Minimum Makeup, Maximum Impact!
Several times per month clients will ask me how I feel about permanently tattooing their eyebrows or makeup. As a rule, I’m very opposed because it’s so permenent. With eyebrows, for example, the brows may continue to thin over time and the tattoo will become more obvious. also, your face changes with age and you may end up with eyebrows where you don’t want them. They can turn to a blue or grey color and require more makeup to correct than would have been required to simply fill in your brows without the tattoo. Years ago, when I was just starting out as a makeup artist, I had a client who came for a makeup lesson. She was German and didn’t speak a word of English. She had on a bright turquoise eyeliner all around her eyes, giving her the distinct appearance of a parakeet. I tried removing the liner with a strong makeup remover, but it wouldn’t budge. Not wanting to rub too aggressively, I handed her the cotton ball doused in makeup remover and suggested that she remove the eyeliner. She rubbed her eyes with the cotton and the eyeliner still wouldn’t budge. She saw the frustration on my face and said the one english word she knew, “Permanent!” as she pointed to her eyeliner. Oy. I used a brown liner to cover up the bright blue and it looked fine, but the experience showed me that styles and trends change and this woman’s eyeliner was permanently stuck in 1973.

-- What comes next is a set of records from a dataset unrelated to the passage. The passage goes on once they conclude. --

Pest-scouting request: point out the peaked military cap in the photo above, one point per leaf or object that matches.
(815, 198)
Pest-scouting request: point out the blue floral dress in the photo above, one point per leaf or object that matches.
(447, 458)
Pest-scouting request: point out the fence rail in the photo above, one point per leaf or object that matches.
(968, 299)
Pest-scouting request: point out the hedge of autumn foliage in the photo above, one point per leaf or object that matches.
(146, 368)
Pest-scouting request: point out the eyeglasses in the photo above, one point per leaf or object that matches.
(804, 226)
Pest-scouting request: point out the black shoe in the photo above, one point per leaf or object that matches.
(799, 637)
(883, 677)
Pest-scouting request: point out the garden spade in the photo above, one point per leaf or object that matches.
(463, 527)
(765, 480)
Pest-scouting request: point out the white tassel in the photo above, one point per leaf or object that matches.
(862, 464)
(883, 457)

The other concern is if the tattoo is not well done – do you really want permanently mis-shaped eyebrows or splotchy eyeliner? While newer technology offer less pigmented tattoos for cosmetic purposes, they do not fade on everyone over time, as promised.
On my way to work this morning, I passed a sweet little grey haired lady who reminded me of the old lady in the Sylvester and Tweety cartoons. She had a circular tattoo on the back of her neck. THE BACK OF HER NECK! I wondered if she had it done twenty years ealier or if it was a recent addition. My instinct says it was recent. I’ve always toyed with the idea of getting a tattoo on my shoulder, something like a heart with the words, “Your Name Here!” so it would have a chance of not becoming obsolete. My reluctance isnt fear of pain, it’s that I get bored and I know I’ll tire of it almost immediately – and then what? I even get bored with temporary tattoos, which only last a few days (See photo below) My best friend has tattoos on his arms and I see the way people respond to it. It sends a message: Sexy. Dangerous. Rebel.
I would love to elicit that kind of reaction, but even my friend got tired of the big tribal symbol that circled his bicep and I went with him to the tattoo shop to see what could be done. He ended up getting a giant eagle with its wings spread because that was the only thing that could successfully cover the previous tattoo.
The deciding factor for me was that when I was just out of college and considering “getting inked” a friend said to me that they look great until you turn thirty, then you just look tired. I started noticing older people with tattoos and kind of agreed. Though it’s all relative. It’s still fun to think about getting one, and maybe someday I will, but never, EVER on my face!!!